# First Carp On the Fly!



## dholmes (Jun 29, 2014)

Finally got one of these spooky guys to bite yesterday evening on a 'hoga trib. I can't stress enough how much fun it was to fight this 20+ inch fish, certainly an under appreciated sport fish! Now to find a willing FishOhio sized Golden Bonefish!


----------



## toobnoob (Jun 1, 2010)

dholmes said:


> Finally got one of these spooky guys to bite yesterday evening on a 'hoga trib. I can't stress enough how much fun it was to fight this 20+ inch fish, certainly an under appreciated sport fish! Now to find a willing FishOhio sized Golden Bonefish!


Congrats! the first one is always the hardest. Love the fight in these big boys.


----------



## Indybio72 (Nov 6, 2013)

dholmes said:


> Finally got one of these spooky guys to bite yesterday evening on a 'hoga trib. I can't stress enough how much fun it was to fight this 20+ inch fish, certainly an under appreciated sport fish! Now to find a willing FishOhio sized Golden Bonefish!


Congrats! Nice catch.


----------



## kritterkare (Jul 30, 2014)

Yep a great fish to catch and the more you get to know them the more you can identify times when they are catchable.


----------



## meathelmet (Aug 4, 2008)

Awesome!

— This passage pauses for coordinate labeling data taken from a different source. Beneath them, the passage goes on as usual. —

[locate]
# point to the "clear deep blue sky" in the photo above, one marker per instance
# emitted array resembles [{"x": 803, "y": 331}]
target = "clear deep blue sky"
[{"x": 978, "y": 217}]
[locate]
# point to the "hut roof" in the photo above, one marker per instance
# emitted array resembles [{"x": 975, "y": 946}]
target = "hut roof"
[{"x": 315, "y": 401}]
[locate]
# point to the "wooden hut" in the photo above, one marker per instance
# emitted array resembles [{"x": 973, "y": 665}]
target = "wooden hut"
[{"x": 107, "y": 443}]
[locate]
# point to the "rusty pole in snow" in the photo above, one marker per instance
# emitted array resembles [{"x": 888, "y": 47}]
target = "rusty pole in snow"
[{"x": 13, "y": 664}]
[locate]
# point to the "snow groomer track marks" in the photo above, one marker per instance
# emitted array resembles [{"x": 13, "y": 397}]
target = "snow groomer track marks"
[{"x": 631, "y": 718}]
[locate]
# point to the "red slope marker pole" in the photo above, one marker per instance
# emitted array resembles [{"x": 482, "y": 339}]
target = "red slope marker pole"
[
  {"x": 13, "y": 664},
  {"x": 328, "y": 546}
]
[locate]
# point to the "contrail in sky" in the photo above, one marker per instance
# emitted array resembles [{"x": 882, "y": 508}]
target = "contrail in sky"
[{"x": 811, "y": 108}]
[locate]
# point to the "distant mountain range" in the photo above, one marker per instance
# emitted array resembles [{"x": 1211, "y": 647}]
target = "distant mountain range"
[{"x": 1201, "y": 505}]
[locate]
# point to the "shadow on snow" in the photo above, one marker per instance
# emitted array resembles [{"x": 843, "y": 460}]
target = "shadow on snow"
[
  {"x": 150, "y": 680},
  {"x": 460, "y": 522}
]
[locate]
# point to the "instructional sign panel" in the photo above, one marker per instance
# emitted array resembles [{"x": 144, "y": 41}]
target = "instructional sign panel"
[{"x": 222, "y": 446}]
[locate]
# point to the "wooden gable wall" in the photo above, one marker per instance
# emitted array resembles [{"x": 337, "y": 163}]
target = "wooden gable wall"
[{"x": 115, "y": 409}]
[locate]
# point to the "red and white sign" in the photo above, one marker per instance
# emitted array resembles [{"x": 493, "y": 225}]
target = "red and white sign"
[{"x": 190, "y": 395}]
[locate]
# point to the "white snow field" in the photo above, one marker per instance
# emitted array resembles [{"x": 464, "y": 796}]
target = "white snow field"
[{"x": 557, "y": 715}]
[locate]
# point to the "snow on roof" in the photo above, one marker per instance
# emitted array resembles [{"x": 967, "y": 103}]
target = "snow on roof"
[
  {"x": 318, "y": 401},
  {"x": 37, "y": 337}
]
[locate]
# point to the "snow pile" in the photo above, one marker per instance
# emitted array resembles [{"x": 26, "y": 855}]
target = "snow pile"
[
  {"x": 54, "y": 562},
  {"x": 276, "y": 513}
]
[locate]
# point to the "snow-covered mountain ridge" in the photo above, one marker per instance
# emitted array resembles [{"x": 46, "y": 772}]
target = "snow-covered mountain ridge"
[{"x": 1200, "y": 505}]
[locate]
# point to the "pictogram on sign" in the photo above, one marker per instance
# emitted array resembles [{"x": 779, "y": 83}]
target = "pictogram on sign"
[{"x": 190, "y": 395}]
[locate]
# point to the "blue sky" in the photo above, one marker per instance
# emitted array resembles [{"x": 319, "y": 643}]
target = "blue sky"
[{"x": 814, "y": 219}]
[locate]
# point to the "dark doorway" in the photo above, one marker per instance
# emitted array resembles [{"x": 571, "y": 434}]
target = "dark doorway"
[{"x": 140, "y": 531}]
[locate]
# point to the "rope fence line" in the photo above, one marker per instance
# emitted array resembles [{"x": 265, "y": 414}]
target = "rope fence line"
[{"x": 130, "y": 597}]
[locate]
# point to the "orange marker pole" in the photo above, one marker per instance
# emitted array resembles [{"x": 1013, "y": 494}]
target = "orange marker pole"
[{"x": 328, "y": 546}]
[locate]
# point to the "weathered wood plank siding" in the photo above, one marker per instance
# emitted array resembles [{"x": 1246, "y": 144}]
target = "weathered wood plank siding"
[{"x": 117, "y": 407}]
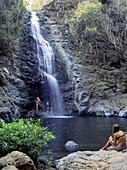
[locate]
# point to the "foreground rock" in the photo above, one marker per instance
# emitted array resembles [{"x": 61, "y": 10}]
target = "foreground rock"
[
  {"x": 97, "y": 160},
  {"x": 16, "y": 160}
]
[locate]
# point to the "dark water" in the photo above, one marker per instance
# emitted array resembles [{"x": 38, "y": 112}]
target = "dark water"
[{"x": 90, "y": 133}]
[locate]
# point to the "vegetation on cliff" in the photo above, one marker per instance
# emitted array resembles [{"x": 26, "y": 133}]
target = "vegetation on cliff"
[
  {"x": 25, "y": 135},
  {"x": 85, "y": 17},
  {"x": 11, "y": 20}
]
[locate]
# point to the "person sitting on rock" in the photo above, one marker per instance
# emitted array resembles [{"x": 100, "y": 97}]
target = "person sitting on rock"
[
  {"x": 37, "y": 102},
  {"x": 117, "y": 140}
]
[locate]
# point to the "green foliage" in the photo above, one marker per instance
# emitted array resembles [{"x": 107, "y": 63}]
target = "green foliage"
[
  {"x": 35, "y": 5},
  {"x": 25, "y": 135},
  {"x": 85, "y": 16},
  {"x": 11, "y": 20}
]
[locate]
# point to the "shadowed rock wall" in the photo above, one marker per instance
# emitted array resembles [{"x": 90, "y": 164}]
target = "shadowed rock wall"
[{"x": 95, "y": 65}]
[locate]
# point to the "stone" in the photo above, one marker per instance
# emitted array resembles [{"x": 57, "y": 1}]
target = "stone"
[
  {"x": 9, "y": 168},
  {"x": 17, "y": 159},
  {"x": 71, "y": 146}
]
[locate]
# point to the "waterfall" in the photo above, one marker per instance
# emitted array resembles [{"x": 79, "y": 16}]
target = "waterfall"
[{"x": 46, "y": 66}]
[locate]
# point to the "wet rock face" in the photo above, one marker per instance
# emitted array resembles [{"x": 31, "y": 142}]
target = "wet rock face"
[
  {"x": 12, "y": 88},
  {"x": 95, "y": 69}
]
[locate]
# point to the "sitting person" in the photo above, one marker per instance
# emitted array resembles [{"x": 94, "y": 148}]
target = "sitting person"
[{"x": 117, "y": 140}]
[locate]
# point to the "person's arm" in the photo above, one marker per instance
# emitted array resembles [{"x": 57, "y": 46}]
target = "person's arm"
[{"x": 115, "y": 139}]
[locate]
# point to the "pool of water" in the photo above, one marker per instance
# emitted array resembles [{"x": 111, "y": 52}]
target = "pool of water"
[{"x": 90, "y": 133}]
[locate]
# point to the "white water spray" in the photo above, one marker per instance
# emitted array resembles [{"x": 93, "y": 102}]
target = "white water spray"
[{"x": 46, "y": 60}]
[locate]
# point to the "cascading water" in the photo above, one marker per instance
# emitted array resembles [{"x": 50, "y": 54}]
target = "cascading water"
[{"x": 46, "y": 60}]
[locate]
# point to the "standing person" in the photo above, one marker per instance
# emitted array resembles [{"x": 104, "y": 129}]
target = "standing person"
[
  {"x": 37, "y": 102},
  {"x": 117, "y": 140},
  {"x": 47, "y": 106}
]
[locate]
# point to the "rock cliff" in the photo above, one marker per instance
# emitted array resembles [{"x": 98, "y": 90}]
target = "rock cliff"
[{"x": 94, "y": 74}]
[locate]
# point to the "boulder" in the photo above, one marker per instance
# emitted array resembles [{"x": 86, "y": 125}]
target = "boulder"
[
  {"x": 10, "y": 167},
  {"x": 88, "y": 160},
  {"x": 71, "y": 146},
  {"x": 18, "y": 159}
]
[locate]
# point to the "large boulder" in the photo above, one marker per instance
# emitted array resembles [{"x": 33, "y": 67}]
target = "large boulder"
[
  {"x": 18, "y": 159},
  {"x": 88, "y": 160}
]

I caught 4 my first time out and then nothing for the next 4 months! They fun and hard to catch.......


----------



## garhtr (Jan 12, 2009)

Awesome Catch ! They are a lot of fun and always a Challenge to catch, Congrats on your first one ! {Nice picture also} What fly did you get him on ?


----------



## dholmes (Jun 29, 2014)

Got him on a San Juan Worm pattern 


Sent from my iPhone using Ohub Campfire


----------



## ejsell (May 3, 2012)

Congrats on the catch


----------



## FishDude (May 15, 2014)

Congratulations


----------